Standesamtliche Trauung: Vor- und Nachteile

Standesamtliche Trauung: Vor- und Nachteile

Helen & Christoph - Standesamtliche Trauung in der Schweiz (März 2019).

Anonim

In der modernen Gesellschaft ist die Zivilehe sehr verbreitet. Oft endet es immer noch mit einer Hochzeitszeremonie, aber einige Paare leben seit vielen Jahren in einer solchen Ehe. Was sind die Vor- und Nachteile eines solchen Zusammenlebens?

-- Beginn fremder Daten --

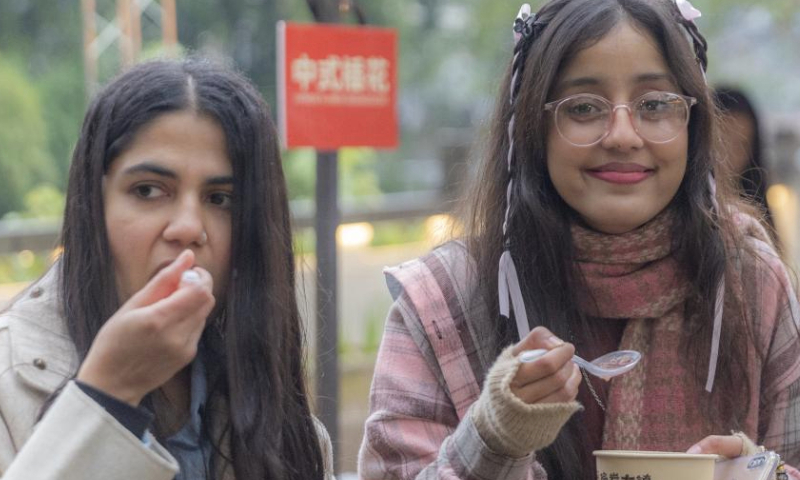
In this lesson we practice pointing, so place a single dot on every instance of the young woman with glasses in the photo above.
(595, 225)
(165, 343)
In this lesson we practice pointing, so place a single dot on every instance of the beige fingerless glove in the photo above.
(507, 424)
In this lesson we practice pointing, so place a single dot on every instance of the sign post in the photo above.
(337, 87)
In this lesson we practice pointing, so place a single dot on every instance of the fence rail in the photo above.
(38, 235)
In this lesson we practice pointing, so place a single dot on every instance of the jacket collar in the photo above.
(42, 353)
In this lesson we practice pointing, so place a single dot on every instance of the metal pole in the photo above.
(169, 27)
(326, 222)
(124, 25)
(327, 219)
(89, 54)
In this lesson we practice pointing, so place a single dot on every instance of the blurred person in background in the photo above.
(594, 224)
(741, 138)
(165, 342)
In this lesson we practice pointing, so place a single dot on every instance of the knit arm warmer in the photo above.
(507, 424)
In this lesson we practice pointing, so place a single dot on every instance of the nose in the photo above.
(186, 224)
(622, 133)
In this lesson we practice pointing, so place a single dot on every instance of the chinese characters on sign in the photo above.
(325, 79)
(616, 476)
(337, 86)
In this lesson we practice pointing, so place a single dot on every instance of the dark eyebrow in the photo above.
(149, 167)
(592, 81)
(655, 77)
(578, 82)
(226, 180)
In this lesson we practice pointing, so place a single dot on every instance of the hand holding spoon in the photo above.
(607, 366)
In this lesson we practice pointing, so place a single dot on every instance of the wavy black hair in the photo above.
(256, 346)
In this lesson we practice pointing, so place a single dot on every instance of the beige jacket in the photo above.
(77, 438)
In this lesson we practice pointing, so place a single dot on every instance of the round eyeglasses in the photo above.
(585, 119)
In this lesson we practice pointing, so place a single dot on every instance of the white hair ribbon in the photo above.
(687, 10)
(718, 305)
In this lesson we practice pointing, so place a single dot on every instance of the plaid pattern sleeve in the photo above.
(779, 425)
(413, 431)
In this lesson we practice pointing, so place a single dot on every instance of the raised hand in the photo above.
(551, 378)
(153, 335)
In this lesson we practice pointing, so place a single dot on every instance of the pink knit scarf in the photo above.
(634, 276)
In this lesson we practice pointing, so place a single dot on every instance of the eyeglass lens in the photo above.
(657, 117)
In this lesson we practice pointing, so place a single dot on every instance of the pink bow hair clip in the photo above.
(687, 10)
(524, 13)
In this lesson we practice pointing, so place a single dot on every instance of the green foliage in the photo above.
(23, 266)
(43, 201)
(24, 159)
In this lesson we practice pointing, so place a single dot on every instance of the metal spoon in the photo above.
(605, 367)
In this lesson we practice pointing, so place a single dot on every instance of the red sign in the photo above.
(337, 86)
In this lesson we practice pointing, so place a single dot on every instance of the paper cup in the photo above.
(634, 465)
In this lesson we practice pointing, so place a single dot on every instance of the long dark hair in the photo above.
(257, 343)
(753, 180)
(539, 226)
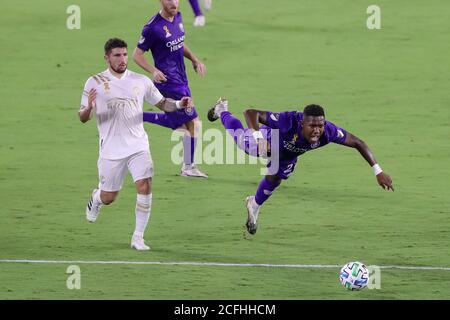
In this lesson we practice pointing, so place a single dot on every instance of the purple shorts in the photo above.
(245, 141)
(285, 168)
(177, 118)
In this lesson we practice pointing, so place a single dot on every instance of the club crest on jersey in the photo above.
(166, 29)
(189, 111)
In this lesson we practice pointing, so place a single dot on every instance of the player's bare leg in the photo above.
(97, 200)
(192, 129)
(143, 209)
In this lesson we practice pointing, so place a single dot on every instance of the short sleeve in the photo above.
(90, 83)
(152, 94)
(147, 39)
(280, 120)
(334, 133)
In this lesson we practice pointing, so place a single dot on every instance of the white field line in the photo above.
(215, 264)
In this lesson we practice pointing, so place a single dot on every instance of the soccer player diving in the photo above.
(297, 133)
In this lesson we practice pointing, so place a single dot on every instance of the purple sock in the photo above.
(189, 144)
(265, 190)
(157, 118)
(196, 8)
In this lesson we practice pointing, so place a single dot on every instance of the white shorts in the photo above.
(111, 173)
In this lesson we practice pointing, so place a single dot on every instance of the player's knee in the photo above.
(144, 186)
(274, 179)
(108, 198)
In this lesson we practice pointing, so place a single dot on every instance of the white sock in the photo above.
(255, 207)
(143, 205)
(253, 203)
(96, 198)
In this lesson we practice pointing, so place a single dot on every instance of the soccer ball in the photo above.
(354, 276)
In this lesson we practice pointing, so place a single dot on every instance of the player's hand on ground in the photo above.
(263, 147)
(385, 181)
(186, 102)
(199, 67)
(158, 76)
(92, 96)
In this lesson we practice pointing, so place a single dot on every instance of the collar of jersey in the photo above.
(113, 77)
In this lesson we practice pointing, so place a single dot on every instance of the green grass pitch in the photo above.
(388, 86)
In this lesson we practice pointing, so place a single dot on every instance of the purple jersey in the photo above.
(165, 39)
(291, 142)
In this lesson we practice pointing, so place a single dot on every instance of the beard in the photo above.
(118, 69)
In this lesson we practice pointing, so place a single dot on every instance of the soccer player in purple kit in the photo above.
(164, 36)
(298, 132)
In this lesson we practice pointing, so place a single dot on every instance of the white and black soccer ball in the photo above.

Positive Seiten einer standesamtlichen Ehe

  • Befürworter der standesamtlichen Ehe argumentieren, dass diese Art des Zusammenlebens dazu beiträgt, dass der Partner wirklich in jeder Hinsicht zu uns passt. Solche Beziehungen geben mehr Handlungsfreiheit, und wenn ein Paar bricht, erleidet es weniger psychische Beschwerden als beim Abschied eines Feldes über mehrere Jahre in einer formellen Ehe.
  • Die optimale Zeit, um in einer standesamtlichen Ehe zu leben - 2 Jahre. Während dieser Zeit können sich die Ehepartner gegenseitig kennenlernen und sehen, ob sie weitere Familienbeziehungen aufbauen müssen. Nach den ersten gemeinsamen Lebensjahren müssen die Ehepartner mehrere Krisen durchmachen, und bei ihrer Überwindung beurteilen sie ihre Bereitschaft, Schwierigkeiten gemeinsam zu überwinden.
  • Die Eheschließung kann als eine Art Verträglichkeitsprüfung zwischen Ehegatten angesehen werden. Bei einer standesamtlichen Trauung können Sie abschätzen, wie sehr die Ehepartner bereit sind, Alltagsprobleme gemeinsam zu erleben, und ob diese beiden Personen für einander geeignet sind.
  • Die Eheschließung ist möglich, wenn das Ehepaar ihre Beziehung nicht offiziell anmelden kann oder noch nicht bereit ist, diese Verantwortung für sich zu übernehmen.
  • Die Option für die Eheschließung wird vor allem für die Männer und Frauen relevant sein, die bereits eine Scheidung hinter sich haben und diesen Vorgang schmerzlich wahrnehmen. Die bürgerliche Ehe gibt solchen Menschen Zeit, das Vertrauen in das andere Geschlecht wiederherzustellen.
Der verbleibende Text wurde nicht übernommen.